# Cosmic Caliber Poodles and ByRequest Poodles Testimonials



## captaiinSydd (6 mo ago)

Hey everyone, I've recently narrowed the list down to these two breeders, Cosmic Caliber Standards and ByRequest Poodles. I've tried looking up what some people think of these breeding programs but what I've found is little or vague.

Has anyone met these breeders and/or purchased a puppy from them? I'm just curious how puppies from them are after they leave their mommas.

Thank you!


----------



## farleysd (Apr 18, 2011)

I do not know Cosmic Caliber Standards, but I have known Wendy from ByRequest for a very long time. Her standards are beautiful and I have had to compete against her many times over the years. My friend Mark has bred to one of stud dogs several years ago and had a very beautiful litter. Not sure if this helps ,,,,,


----------



## Phaz23 (May 31, 2020)

captaiinSydd said:


> Hey everyone, I've recently narrowed the list down to these two breeders, Cosmic Caliber Standards and ByRequest Poodles.

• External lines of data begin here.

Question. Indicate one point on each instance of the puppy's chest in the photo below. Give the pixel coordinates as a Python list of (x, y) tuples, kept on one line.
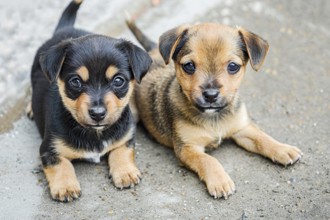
[(209, 135), (92, 155), (95, 156)]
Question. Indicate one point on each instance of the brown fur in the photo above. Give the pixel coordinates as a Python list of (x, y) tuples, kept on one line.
[(166, 99), (83, 73)]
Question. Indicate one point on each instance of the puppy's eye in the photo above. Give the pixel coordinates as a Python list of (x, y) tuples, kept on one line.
[(233, 68), (118, 81), (189, 67), (75, 82)]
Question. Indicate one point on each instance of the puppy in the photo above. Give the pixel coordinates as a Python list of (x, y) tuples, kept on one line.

I've tried looking up what some people think of these breeding programs but what I've found is little or vague.
> 
> Has anyone met these breeders and/or purchased a puppy from them? I'm just curious how puppies from them are after they leave their mommas.
> 
> Thank you!


Both are fantastic- highly active in the Poodle communities and show world. I think Cosmic is also known for sports/working, and I believe service dogs.


----------



## JasMom (7 mo ago)

I have no personal experience but I do follow Cosmic Caliber on Facebook. She often posts winning show results and pictures of health testing. Her dogs do compete in sports and I believe tend to have higher energy/drive. The website provides links to the OFA site to show health testing on all her dogs. From this, I would say she is a breeder I would feel comfortable reaching out to.


----------



## scooterscout99 (Dec 3, 2015)

I used to run into Cosmic Caliber at UKC shows . . everything I know points to an exceptional breeder: OFA testing, conformation titles, performance sports. I believe that she uses Puppy Culture, and has her dogs evaluated at 7 weeks for temperament. She's also a super nice person who is easy to communicate with.


----------



## TeamHellhound (Feb 5, 2021)

Cosmic Caliber is high on the list of multi-colored SPoo breeders I'm interested in.


----------



## MaizieFrosty (Apr 12, 2019)

I also follow Cosmic Caliber on FB, have had positive interactions with her, and would consider getting a spoo from her


----------



## captaiinSydd (6 mo ago)

MaizieFrosty said:


> I also follow Cosmic Caliber on FB, have had positive interactions with her, and would consider getting a spoo from her


Yeah, plus she's the closest to me in terms of location. I'll start talking with her soon! Thanks everyone!


----------



## MaizieFrosty (Apr 12, 2019)

captaiinSydd said:


> Yeah, plus she's the closest to me in terms of location. I'll start talking with her soon! Thanks everyone!


Oh, that's awesome! Can't wait to hear how things turn out


----------